Will core decomposition get a maximal clique?

Question

I have read David Eppstein's paper about maximal clique enumeration by using degeneracy order. It has mentioned the core decomposition, which is removing the vertex with the smallest degree iteratively.

And I pick up with a theorem:
If we remove the vertex with the smallest degree iteratively until the smallest degree is |S|-1, where S is the remaining graph, is S a maximal clique?

example graph:

In this graph, we will delete vertex a whose degree is the smallest one ( deg(a)=2 ), and then delete vertex f. And we will get the 4-maximal clique {b,c,d,e}.

I cannot prove this theorem but I also can't find a counterexample. Is there anyone can help me figure out this theorem right or wrong?

PS:

Clique is a subgraph whose every vertex is adjacent to each other. And maximal clique is a clique that cannot be contained by another clique, it means the maximal one cannot be extended.

I can prove the remaining graph that above algorithm produced is not a maximum clique which is the largest one in the graph, but I can't prove this graph whether is a maximal clique.

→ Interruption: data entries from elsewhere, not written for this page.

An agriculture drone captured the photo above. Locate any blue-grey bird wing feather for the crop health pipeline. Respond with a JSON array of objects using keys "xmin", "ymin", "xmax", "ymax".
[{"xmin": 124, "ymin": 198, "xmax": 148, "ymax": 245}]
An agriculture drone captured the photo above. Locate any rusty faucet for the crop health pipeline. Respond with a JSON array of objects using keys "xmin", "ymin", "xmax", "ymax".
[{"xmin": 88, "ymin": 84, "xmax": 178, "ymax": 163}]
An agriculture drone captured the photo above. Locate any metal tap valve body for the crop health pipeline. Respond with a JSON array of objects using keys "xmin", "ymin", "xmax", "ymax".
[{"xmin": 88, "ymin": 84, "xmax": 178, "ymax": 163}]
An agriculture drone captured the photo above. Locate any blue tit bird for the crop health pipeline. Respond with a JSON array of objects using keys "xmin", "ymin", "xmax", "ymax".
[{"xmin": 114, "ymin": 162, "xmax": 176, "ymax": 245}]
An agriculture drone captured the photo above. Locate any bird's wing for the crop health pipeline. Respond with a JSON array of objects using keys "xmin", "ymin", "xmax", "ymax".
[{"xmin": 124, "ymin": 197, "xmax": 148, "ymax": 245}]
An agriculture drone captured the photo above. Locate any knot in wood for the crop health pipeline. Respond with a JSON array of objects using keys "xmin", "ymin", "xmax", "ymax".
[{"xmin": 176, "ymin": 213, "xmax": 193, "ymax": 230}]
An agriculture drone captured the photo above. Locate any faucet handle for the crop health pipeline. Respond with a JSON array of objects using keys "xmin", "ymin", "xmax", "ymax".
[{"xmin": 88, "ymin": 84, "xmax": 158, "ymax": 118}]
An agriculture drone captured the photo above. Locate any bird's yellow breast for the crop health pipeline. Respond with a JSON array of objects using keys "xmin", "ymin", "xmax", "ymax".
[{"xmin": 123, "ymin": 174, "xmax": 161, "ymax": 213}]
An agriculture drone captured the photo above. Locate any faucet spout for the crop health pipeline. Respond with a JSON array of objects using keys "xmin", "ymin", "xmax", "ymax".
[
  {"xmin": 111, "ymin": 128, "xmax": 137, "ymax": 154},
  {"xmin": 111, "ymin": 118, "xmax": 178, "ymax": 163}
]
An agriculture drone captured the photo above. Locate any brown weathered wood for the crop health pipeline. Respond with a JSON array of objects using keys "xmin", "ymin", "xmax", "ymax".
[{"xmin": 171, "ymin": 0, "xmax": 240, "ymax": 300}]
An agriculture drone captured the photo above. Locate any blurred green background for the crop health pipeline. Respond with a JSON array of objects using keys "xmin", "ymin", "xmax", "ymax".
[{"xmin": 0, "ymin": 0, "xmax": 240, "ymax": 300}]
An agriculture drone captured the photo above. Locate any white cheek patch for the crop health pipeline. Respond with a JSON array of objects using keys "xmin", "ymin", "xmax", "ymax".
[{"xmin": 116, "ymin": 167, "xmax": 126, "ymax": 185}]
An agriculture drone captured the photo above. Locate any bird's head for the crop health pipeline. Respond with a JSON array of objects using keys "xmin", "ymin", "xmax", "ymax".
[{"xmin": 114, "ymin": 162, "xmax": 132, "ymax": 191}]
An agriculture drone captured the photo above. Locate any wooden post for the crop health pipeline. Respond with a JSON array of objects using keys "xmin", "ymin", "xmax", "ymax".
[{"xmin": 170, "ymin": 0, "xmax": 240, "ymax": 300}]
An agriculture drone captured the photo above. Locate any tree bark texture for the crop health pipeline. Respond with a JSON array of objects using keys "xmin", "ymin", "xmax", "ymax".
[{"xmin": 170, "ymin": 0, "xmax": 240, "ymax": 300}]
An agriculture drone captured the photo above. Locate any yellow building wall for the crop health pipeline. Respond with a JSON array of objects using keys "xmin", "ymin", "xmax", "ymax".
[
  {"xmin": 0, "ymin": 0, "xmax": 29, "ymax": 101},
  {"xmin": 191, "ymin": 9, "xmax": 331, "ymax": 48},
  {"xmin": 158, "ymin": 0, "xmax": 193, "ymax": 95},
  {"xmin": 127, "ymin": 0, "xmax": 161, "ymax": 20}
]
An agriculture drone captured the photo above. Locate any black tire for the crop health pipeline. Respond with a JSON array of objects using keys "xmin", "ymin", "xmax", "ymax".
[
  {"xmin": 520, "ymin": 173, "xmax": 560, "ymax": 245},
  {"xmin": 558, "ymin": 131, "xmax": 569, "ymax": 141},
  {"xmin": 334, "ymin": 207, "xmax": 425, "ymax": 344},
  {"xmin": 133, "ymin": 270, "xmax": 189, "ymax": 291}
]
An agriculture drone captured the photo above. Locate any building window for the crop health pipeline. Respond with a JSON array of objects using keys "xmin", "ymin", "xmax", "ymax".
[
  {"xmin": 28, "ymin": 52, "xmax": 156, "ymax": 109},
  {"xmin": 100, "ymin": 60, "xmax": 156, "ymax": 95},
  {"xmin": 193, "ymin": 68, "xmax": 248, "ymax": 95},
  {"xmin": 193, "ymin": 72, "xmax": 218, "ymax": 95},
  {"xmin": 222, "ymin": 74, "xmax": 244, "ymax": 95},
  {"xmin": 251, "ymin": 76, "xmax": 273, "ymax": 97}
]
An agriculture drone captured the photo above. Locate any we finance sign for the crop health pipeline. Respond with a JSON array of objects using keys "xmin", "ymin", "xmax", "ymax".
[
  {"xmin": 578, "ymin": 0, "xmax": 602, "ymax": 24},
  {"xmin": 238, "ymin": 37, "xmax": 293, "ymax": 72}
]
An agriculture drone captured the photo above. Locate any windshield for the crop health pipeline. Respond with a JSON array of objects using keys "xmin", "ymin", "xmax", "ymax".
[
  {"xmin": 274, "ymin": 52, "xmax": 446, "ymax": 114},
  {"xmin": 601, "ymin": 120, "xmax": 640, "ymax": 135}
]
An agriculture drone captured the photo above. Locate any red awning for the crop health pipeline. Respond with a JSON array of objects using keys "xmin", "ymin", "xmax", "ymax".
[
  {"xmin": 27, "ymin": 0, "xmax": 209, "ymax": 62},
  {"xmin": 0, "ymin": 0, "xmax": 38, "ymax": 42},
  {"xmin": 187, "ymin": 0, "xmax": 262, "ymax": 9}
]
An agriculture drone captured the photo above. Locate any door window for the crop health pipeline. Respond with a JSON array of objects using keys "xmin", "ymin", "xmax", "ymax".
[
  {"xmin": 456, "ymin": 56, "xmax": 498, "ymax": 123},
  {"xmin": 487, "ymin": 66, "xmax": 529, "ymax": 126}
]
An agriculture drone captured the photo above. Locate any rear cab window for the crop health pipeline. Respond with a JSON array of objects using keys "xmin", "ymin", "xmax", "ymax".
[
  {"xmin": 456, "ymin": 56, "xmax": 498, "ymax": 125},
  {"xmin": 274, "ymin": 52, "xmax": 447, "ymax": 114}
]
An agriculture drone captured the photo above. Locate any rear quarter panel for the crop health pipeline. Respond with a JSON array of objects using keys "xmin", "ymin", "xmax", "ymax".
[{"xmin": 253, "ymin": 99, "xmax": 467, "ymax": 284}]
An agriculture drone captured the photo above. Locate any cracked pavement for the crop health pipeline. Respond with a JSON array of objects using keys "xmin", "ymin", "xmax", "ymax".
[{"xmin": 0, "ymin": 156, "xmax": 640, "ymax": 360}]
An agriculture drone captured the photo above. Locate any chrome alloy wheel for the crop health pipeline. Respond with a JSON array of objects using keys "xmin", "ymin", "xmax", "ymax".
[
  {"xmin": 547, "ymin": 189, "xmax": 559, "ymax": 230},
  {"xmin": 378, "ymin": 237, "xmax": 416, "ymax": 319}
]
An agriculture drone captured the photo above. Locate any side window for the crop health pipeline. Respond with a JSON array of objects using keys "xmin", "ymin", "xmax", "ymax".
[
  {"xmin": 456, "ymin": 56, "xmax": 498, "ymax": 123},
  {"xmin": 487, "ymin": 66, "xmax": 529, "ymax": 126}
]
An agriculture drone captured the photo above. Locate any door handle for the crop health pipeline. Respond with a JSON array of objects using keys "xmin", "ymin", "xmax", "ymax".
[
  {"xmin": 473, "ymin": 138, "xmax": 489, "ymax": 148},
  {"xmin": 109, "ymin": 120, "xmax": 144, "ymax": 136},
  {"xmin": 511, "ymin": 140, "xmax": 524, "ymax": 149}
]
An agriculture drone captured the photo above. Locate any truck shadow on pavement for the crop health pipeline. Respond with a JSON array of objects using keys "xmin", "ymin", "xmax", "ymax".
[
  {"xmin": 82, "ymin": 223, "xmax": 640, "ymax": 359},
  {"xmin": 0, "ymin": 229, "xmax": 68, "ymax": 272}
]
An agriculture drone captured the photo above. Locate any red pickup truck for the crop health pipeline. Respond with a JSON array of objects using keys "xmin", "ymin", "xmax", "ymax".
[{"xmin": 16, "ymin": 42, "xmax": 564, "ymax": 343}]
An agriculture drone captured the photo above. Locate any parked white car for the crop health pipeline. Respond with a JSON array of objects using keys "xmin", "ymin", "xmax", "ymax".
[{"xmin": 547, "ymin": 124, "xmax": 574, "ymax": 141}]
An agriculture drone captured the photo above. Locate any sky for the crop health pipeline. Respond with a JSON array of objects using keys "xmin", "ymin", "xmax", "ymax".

Also notice that when the vertex v is removed from the graph, all it's neighbors' degree will decrease one.

Answer 1

No. The illustration shows a graph (the graph of a cube with one corner truncated) and a valid removal sequence such that the vertices left at the point when the minimum degree equals $|S|-1$ (the two red vertices) do not form a maximal clique.

In this example, some other valid removal orderings could still produce a maximal clique. Probably there are more elaborate versions of this example that force the remaining clique to be non-maximal for all valid removal orderings.